The man stepped forward but made no charge or threatening gesture. Behind him, other men pushed through the door: half a dozen or more Wolves, two carrying large and heavy coils of rope. The others had-Elminster's heart sank-heavy crossbows and large armory boxes of quarrels.

Elminster watched them as they all in turn looked his way. They got to work with windlasses to ready and load their bows. The pair with the rope spent some time fashioning a long, heavy knot to join the two coils, then threw the first coil out over the battlements to plummet down, pulling most of the rope behind it.

The sounds of battle grew louder below. More Zhents had emerged to defend the forecourt, or more dalefolk had found the courage to ascend the road into the castle. Elminster did not move to find out which.

The Wolves were looking down the rope, now, and tossing handlengths more of it over the wall. They planned an escape, their bows ready to shoot down any who saw them and moved to imperil their descent.

Elminster uttered a silent curse at the loss of his Art as he raised his wand. A Wolf who'd been watching him all this while was steadying a loaded crossbow on a crenellation, turning it Elminster's way.

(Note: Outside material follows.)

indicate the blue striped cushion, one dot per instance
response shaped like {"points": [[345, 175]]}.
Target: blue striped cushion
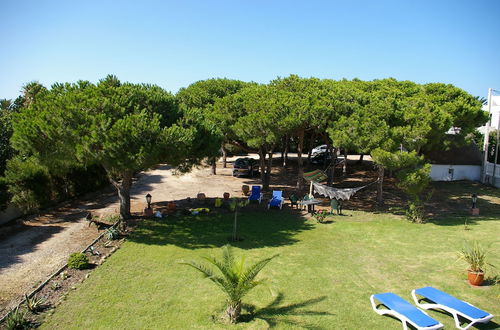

Elminster unleashed the wand's powers with his will and the more powerful of the item's two words. Blue smoke curled up from its tip, and three pink flowers appeared in the air flying in a line heading toward the Wolves, grew rapidly in size and splendor. Then they were gone in little bursts of rosy light.

Mystra smile upon us all. Elminster watched the crossbow swivel around as he sank down against the wall beside Sharantyr.

She regarded him calmly. "What befalls?"

Elminster shrugged. "This failed," he said, waving the wand. "Unfortunately, I don't feel up to defeating the six or seven Zhentilar warriors who are up here with us." Sharantyr made as if to rise, but he held her down with a surprisingly strong hand. "They have loaded crossbows," he added nonchalantly.

Sharantyr looked at him and sighed. "Well," she asked quietly, "shall we crawl back along the wall as fast as we can, then?"

"It might be prudent," Elminster agreed. "Yet it claws at my craw to do so. They'll be over the wall, on a rope, and be gone, probably to raise the rest of the Zhents in the dale at our backs."

"I did not charge the gates of this place alongside a naked man in chains," Sharantyr told him with a smile that touched her lips for the briefest of moments, "to start being prudent now."

Elminster spread his hands in silent acknowledgement. An instant later they both heard the scrape of a boot on stone very close by. Elminster's hand plunged into his robes and came out with the iron sphere. Sharantyr was out from under his other hand like a striking serpent, crouching with her blade ready and a dagger poised to throw. She waited against one side of their nook.

The Wolves had decided to mount a sudden rush, the heavy crossbows cradled in their hands. There were two of them, and at such close range they could hardly miss.

Sharantyr flung a dagger into the face of the first as his bolt plunged into Elminster's ribs, and followed it with her sword, driven by all her strength.

As she struck, she shoved against the Wolf's bow, swinging his body between her and the second Wolf's weapon. It went off too late, the quarrel whistling past her and out into air beyond the wall.

The other Wolves were watching along the rampart. Sharantyr did not entertain them for long. She put a hand on the shoulder of the first Wolf, who was falling with a disbelieving look, his throat cut open, and vaulted over him to crash down atop the second. She hammered him brutally with elbows and knees, then used her blade before his hastily snatched dagger could find her.

Then she spun about, keeping low, to race back to Elminster. Sharantyr only hoped she'd be in time.